Quote: unJonThis leads into the most trivial solution to the OPs question: just have the formula produce in an infinite cycle: 2,3,3,4,4,4,5,5,5,5,6,6,6,6,6,7,7,7,7,7,7,8,8,8,8,8,9,9,9,9,10,10,10,11,11,12 . . .
I agree that we are on the same page for sure. What I am looking for precisely is a formula that I can use to produce a purely theoretical crap data set or roll outcomes. What I mean is a random number generator that let’s say computer craps programs use in online gambling will produce “theoretical data” over an essentially infinite amount of rolls. I am looking for a formula that will produce dice roll outcome that would be purely theoretical over a finite number of rolls, let’s say a few thousand. There are 36 possible combinations with two common die, I would like it to produce every combination in 36 rolls and so on and so forth. Then also see all your theoretical doublets, triplets, etc at the exact number of rolls they would theoretically expected to be seen. See say your 2 consecutive 7s (7,7) in 36 rolls (6/36*6/36) and 3 consecutive 7s (7,7,7) every 216 rolls, and the same with all the other numbers.
Here's some python3
import itertools
for permutation in itertools.permutations( range(1, 37) ):
print(permutation)
That will print, in sets of 36, every permutation of a list containing the numbers of 1 to 36
Quote: CasinoCrasherI agree that we are on the same page for sure. What I am looking for precisely is a formula that I can use to produce a purely theoretical crap data set or roll outcomes. What I mean is a random number generator that let’s say computer craps programs use in online gambling will produce “theoretical data” over an essentially infinite amount of rolls. I am looking for a formula that will produce dice roll outcome that would be purely theoretical over a finite number of rolls, let’s say a few thousand. There are 36 possible combinations with two common die, I would like it to produce every combination in 36 rolls and so on and so forth. Then also see all your theoretical doublets, triplets, etc at the exact number of rolls they would theoretically expected to be seen. See say your 2 consecutive 7s (7,7) in 36 rolls (6/36*6/36) and 3 consecutive 7s (7,7,7) every 216 rolls, and the same with all the other numbers.
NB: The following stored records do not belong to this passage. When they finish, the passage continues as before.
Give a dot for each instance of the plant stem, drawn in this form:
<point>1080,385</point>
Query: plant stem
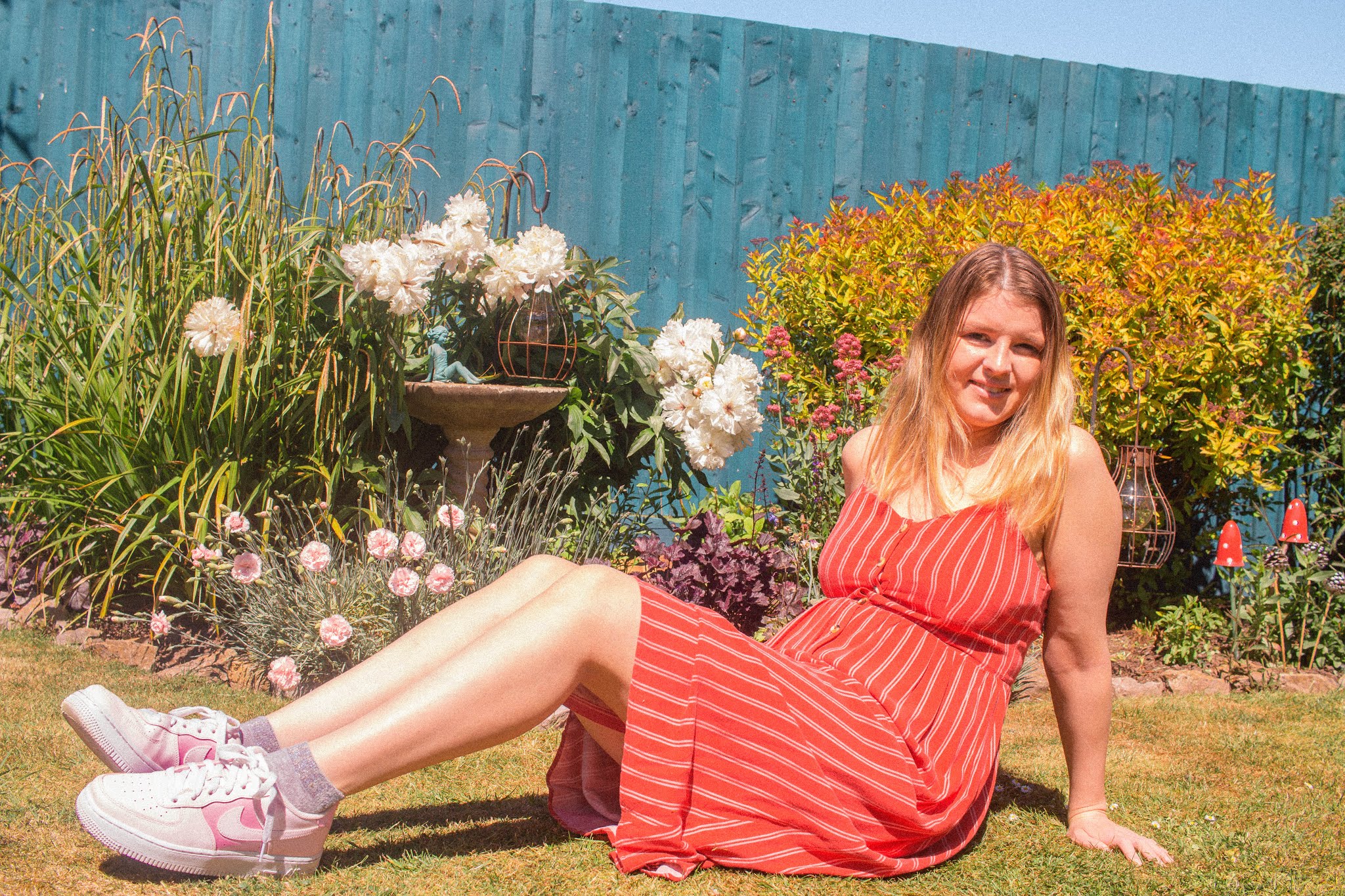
<point>1302,625</point>
<point>1320,629</point>
<point>1279,616</point>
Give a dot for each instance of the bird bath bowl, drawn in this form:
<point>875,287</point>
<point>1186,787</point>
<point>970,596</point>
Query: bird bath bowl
<point>471,416</point>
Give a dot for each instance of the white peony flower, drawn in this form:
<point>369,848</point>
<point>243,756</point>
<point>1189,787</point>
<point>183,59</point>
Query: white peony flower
<point>468,210</point>
<point>739,372</point>
<point>456,249</point>
<point>403,276</point>
<point>681,408</point>
<point>503,281</point>
<point>726,408</point>
<point>362,263</point>
<point>536,261</point>
<point>213,326</point>
<point>545,255</point>
<point>682,350</point>
<point>701,448</point>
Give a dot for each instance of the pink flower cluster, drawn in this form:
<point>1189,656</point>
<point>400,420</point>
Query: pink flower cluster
<point>246,568</point>
<point>413,545</point>
<point>849,366</point>
<point>315,557</point>
<point>335,630</point>
<point>284,673</point>
<point>404,582</point>
<point>236,523</point>
<point>382,544</point>
<point>440,578</point>
<point>778,344</point>
<point>825,416</point>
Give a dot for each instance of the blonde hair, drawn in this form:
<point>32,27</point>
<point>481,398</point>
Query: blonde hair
<point>919,429</point>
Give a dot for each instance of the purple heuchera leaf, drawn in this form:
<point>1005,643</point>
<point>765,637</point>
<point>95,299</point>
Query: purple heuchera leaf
<point>703,566</point>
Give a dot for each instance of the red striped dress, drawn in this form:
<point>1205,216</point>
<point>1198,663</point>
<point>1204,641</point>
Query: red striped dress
<point>862,740</point>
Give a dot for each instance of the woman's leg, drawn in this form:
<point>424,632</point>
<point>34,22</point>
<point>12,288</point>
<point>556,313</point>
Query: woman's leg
<point>580,630</point>
<point>416,654</point>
When you say "consecutive 7s every 36 rolls," do you mean, "consecutive 7s occurring 1/36 of the time"? You can't have consecutive 7s in every set of 36 consecutive rolls and one 7 in every set of 6 rolls simultaneously.
I'll look into this, but my gut feeling is, you can't generate a set of rolls that will meet every condition, unless you want to set a cap on how many times in a row a number "has to" show up. Also, if every specified sequence "has to" show up a certain number of times in every set of N consecutive rolls, then the pattern will cycle so that roll N + 1 has to be the same as roll 1 (otherwise at least one of the values will fail for the block of N consecutive rolls starting with roll 2).